Technically, that's five hours too early. But they've been doing it this way for several years.

Has Margaret ever gotten any kind of warning notice that she was breaking the rules?

"No," she says. "Nothing."

Philadelphia trash collection rules vary by neighborhood.

Generally, trash cans may be put our no earlier than 7 p.m. the night before pick-up. In Margaret's neighborhood they can go out as early as 5 p.m.

The goal is to limit the time the cans sit out, so they don't block the sidewalks for pedestrians.

In fact, Margaret's citation suggests that's the reason for her fine.

But the photo on the citation clearly shows her can sitting on a patch of grass at the edge of her property.
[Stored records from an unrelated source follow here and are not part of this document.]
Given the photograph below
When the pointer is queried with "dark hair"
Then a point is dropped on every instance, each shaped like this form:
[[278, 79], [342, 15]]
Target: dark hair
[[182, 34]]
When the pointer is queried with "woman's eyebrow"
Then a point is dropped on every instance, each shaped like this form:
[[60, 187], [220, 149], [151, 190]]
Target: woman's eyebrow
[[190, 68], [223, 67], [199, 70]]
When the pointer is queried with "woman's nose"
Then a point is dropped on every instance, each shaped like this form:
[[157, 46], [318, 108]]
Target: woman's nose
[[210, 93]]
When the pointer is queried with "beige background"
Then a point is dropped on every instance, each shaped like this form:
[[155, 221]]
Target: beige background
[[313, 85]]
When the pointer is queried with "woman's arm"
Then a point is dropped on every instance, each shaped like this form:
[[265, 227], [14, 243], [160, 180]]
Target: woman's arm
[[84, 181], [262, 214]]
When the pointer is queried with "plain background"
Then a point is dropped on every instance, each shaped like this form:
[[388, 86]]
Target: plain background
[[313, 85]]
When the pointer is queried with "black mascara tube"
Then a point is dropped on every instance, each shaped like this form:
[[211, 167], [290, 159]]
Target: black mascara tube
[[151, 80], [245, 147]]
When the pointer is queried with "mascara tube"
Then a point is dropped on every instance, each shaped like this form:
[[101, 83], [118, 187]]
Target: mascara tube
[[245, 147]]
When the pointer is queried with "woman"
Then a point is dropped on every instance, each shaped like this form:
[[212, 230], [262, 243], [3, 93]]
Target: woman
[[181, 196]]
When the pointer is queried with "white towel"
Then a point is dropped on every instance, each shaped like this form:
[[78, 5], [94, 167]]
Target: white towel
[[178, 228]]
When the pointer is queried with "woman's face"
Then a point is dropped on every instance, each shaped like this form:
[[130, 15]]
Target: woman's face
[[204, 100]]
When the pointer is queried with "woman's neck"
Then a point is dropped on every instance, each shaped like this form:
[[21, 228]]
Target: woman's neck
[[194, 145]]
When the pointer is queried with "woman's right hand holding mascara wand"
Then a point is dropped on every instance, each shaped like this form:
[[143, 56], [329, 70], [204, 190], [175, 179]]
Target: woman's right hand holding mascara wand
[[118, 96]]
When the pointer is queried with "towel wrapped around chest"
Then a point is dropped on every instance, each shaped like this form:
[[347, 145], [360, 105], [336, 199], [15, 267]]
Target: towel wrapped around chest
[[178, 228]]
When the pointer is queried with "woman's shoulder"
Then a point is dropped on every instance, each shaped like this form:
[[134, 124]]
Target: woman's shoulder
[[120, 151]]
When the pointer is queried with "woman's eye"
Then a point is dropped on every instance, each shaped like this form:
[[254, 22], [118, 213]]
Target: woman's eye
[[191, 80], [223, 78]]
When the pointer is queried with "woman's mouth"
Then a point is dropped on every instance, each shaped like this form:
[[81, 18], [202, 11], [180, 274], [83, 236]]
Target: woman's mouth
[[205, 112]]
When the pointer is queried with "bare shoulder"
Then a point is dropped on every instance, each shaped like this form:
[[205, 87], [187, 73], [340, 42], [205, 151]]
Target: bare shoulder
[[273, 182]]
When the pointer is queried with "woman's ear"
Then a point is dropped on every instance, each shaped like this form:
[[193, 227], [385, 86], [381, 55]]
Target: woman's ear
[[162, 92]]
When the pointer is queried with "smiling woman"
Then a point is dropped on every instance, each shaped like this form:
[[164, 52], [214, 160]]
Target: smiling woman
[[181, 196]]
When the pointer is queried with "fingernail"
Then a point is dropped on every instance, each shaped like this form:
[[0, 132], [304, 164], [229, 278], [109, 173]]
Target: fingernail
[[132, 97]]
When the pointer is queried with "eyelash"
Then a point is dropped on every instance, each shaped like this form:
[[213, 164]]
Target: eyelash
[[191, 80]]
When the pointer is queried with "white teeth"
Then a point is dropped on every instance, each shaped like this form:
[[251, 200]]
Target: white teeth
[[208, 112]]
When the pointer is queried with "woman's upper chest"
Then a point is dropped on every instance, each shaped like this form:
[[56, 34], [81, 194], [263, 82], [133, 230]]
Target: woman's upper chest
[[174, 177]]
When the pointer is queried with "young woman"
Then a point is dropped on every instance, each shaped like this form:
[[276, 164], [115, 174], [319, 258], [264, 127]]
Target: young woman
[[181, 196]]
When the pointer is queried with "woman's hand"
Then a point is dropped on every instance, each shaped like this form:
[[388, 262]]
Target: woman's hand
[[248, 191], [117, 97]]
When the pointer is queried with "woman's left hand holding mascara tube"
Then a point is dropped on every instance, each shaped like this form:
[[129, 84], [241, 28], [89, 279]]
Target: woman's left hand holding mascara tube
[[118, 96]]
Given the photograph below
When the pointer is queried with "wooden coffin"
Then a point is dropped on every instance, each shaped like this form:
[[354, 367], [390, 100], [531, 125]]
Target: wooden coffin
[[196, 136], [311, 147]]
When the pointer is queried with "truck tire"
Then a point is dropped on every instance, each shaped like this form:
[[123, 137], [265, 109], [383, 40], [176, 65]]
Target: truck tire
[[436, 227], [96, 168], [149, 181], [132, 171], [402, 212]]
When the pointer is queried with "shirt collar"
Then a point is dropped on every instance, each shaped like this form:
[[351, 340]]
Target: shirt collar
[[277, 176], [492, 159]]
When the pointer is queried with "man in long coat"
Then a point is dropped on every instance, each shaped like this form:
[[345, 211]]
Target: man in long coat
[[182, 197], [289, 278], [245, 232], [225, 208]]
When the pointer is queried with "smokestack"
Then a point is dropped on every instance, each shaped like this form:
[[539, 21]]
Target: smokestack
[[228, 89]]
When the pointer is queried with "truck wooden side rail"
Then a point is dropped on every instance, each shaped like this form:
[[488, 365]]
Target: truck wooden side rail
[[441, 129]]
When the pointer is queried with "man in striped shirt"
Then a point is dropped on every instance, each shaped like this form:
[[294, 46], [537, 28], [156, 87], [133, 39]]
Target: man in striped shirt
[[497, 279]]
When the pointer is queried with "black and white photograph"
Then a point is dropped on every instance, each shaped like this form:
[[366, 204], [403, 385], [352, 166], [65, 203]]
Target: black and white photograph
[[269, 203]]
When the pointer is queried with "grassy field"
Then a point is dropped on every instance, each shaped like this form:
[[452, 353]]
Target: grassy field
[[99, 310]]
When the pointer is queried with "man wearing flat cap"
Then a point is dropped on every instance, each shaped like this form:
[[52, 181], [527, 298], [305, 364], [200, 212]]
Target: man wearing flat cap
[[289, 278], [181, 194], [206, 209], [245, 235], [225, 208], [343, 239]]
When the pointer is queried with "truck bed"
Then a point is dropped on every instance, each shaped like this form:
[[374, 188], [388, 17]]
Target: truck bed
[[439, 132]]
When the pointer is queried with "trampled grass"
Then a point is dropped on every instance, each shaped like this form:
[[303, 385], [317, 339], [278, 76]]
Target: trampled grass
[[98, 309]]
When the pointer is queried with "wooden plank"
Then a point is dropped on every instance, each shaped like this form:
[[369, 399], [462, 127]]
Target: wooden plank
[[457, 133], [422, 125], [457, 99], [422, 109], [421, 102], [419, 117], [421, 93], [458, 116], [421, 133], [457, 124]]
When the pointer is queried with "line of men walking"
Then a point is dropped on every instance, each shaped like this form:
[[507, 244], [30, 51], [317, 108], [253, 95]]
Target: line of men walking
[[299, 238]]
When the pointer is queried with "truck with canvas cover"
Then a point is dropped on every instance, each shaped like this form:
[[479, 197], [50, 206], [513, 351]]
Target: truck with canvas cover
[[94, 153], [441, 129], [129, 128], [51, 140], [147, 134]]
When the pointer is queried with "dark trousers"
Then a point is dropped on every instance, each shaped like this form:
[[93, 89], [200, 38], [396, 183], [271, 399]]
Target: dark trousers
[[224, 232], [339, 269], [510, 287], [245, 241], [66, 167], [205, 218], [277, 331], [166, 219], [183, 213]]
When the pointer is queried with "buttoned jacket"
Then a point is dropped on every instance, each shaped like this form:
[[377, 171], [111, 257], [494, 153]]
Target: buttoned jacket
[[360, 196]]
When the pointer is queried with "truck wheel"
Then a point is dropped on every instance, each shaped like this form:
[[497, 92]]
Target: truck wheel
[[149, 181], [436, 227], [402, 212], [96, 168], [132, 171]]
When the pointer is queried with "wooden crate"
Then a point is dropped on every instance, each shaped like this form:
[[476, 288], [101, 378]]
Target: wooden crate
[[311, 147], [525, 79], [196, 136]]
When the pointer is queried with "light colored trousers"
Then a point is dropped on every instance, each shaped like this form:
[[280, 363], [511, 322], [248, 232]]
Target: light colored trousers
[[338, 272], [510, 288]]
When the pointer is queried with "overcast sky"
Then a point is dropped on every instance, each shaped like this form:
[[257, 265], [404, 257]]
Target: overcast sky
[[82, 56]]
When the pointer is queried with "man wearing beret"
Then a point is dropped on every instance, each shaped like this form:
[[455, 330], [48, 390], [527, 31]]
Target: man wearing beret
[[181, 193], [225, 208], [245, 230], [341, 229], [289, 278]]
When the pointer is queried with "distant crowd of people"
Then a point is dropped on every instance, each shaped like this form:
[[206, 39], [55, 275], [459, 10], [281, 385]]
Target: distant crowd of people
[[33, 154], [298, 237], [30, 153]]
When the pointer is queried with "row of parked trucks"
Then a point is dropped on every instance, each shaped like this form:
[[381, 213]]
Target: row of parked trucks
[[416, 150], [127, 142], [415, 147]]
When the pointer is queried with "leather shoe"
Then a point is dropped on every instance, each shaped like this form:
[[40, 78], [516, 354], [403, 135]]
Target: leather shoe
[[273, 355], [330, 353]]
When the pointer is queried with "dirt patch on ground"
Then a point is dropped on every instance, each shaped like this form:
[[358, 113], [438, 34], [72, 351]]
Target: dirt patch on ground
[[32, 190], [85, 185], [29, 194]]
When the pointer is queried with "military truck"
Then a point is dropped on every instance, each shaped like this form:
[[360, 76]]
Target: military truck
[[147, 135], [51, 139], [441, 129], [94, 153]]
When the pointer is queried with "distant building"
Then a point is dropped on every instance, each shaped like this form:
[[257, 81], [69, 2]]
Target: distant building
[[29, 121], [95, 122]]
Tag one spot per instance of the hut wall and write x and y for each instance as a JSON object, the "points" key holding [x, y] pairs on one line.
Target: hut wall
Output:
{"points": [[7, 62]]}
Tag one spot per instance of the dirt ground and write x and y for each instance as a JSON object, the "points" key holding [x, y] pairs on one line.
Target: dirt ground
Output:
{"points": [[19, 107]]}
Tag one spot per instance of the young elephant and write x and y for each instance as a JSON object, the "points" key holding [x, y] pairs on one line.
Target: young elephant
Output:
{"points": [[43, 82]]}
It's not blocking anything.

Her alleyway has no sidewalks-- it's basically a shared driveway.

Margaret says she called the Streets Department to explain her situation.

"So you know what she says? 'I don't care how old you are. This is the rules, and you have to abide by the rules! It's frustrating. Look, I can't throw away $50 just like that. You know what I mean? After all, I'm on a limited income."

FOX 29s Gordon spent much of Wednesday afternoon on the phone with the Philadelphia Streets Department, pleading Margaret's case, and they are not willing to budge.

There's no question the can was put out early.

The clock doesn't lie.

But in this case, there are extenuating circumstances.

And this is the kind of situation that drives Philadelphians crazy: some neighborhoods are buried in garbage, with no apparent enforcement of the rules, while a 90-year-old woman gets a ticket for putting her can out early in a spotless alleyway.